If going SM, I'd switch the dread for a dakka pred, and then beef up your tactical squad with power weapons/combi weapons etc.


----------



## Iron Angel (Aug 2, 2009)

2 wounds lops off almost the entire HQ slot for necrons, leaving you with one very, very crappy HQ (Szeras). You can't even take the generics as they are all 3 wounds. With that in mind, go SM, as that neuters them the least.


----------



## tricktroller (Jan 27, 2012)

Sucks that according to those rules your choices are Szeras or possibly orikan if they count his base profile and that you have to take one of them according to the rules.... 

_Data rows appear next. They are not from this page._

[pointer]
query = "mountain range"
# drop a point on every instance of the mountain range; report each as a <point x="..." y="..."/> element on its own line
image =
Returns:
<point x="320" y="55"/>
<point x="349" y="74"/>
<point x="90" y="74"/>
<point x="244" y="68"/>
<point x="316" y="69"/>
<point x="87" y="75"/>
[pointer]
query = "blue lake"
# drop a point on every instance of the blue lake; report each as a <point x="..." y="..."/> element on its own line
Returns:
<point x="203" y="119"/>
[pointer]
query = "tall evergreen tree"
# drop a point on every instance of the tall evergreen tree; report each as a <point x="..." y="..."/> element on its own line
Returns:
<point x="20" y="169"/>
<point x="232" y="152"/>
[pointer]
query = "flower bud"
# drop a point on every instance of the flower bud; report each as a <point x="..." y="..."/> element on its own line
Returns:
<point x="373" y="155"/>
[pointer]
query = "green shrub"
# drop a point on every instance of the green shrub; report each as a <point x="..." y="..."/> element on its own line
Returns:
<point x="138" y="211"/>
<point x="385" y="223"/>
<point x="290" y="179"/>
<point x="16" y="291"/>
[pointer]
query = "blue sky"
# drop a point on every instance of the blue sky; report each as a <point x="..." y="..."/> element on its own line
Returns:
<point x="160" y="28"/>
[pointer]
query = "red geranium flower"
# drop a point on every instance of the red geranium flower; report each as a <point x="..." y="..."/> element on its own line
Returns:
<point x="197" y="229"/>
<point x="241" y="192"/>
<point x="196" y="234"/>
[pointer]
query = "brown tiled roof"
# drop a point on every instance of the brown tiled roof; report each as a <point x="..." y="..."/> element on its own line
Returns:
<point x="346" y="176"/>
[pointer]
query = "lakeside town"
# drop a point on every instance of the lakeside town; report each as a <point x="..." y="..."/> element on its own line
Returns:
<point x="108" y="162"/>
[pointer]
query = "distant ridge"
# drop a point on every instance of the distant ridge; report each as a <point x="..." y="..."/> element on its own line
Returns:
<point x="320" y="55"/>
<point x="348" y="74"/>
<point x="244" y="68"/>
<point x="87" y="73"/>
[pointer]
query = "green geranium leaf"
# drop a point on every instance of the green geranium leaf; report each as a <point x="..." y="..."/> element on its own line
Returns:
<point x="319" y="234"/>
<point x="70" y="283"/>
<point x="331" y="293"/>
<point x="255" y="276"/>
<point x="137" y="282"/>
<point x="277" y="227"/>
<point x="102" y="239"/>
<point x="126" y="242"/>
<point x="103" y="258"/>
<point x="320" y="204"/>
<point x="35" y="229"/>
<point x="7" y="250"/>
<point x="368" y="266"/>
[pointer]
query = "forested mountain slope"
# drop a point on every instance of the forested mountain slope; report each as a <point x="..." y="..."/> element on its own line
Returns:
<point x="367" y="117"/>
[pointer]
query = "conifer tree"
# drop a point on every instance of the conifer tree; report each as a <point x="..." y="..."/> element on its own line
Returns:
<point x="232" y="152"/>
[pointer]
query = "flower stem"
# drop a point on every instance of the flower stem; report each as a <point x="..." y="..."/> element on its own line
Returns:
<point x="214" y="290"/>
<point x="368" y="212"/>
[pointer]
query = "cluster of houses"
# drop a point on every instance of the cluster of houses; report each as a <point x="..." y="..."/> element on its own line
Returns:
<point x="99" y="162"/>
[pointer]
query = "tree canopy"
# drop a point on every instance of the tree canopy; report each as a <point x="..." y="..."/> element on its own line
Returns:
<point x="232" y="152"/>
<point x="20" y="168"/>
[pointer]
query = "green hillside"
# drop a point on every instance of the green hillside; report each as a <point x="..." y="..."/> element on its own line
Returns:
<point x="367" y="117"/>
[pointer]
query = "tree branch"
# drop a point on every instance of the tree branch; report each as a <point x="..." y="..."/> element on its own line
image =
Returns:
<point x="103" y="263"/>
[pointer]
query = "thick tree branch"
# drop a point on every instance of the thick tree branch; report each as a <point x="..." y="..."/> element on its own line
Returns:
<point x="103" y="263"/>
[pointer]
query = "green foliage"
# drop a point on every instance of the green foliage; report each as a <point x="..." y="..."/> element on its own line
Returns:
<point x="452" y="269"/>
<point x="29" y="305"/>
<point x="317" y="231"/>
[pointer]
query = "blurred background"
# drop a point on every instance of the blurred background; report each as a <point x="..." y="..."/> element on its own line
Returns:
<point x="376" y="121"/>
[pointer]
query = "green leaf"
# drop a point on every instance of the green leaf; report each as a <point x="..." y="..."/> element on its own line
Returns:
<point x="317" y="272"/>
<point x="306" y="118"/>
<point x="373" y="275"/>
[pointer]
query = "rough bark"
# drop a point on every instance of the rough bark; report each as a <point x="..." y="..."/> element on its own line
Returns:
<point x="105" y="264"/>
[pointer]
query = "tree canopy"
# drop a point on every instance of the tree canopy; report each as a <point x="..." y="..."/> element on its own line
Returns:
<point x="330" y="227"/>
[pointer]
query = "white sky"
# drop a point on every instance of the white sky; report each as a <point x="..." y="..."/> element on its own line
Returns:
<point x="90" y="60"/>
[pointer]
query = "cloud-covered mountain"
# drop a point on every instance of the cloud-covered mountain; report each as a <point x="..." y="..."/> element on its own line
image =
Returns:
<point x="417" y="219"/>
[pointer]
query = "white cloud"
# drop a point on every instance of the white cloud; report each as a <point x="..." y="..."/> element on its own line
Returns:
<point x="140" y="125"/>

Also you can't take scarabs according to those rules since they have 3 wounds a piece.

Here is the list of things you can take according to those rules.

Illuminor Szeras
warriors
Immortals
Deathmarks
Lychguard
Triarch Praetorians
Flayed Ones
Canoptek Wraiths
Tomb Blades
Destroyers
and if flyers are allowed then the night scythe and doom scythe.


----------



## tricktroller (Jan 27, 2012)

In all Honesty for surviveability I would take for Necrons
Illuminor Szeras
10 Warriors
4 Wraiths 3 w/ whip coils

If you are worried about cc units this is great for counter cc because wraiths will eat lots of things for lunch and a 3++ is awesome for those pesky power swords. T5 or BS5 warriors are awesome S5 can be nice if you get charged and hey you also get defensive grenades!

Or

Illuminor Szeras
5 warriors
Doomscythe
3 Tomb blades

If you are worried about any kind of armor take the doom scythe beause it will kick a lot of ass. the tomb blades are there in cae you get the scouring mission type the warriors and szeras go together and he pot shots things with his s8 ap2 gun.


----------



## Iron Angel (Aug 2, 2009)

You know this was made like six months ago right? This is long finished by now.


----------



## tricktroller (Jan 27, 2012)

Doh! Thought it was a new post.


----------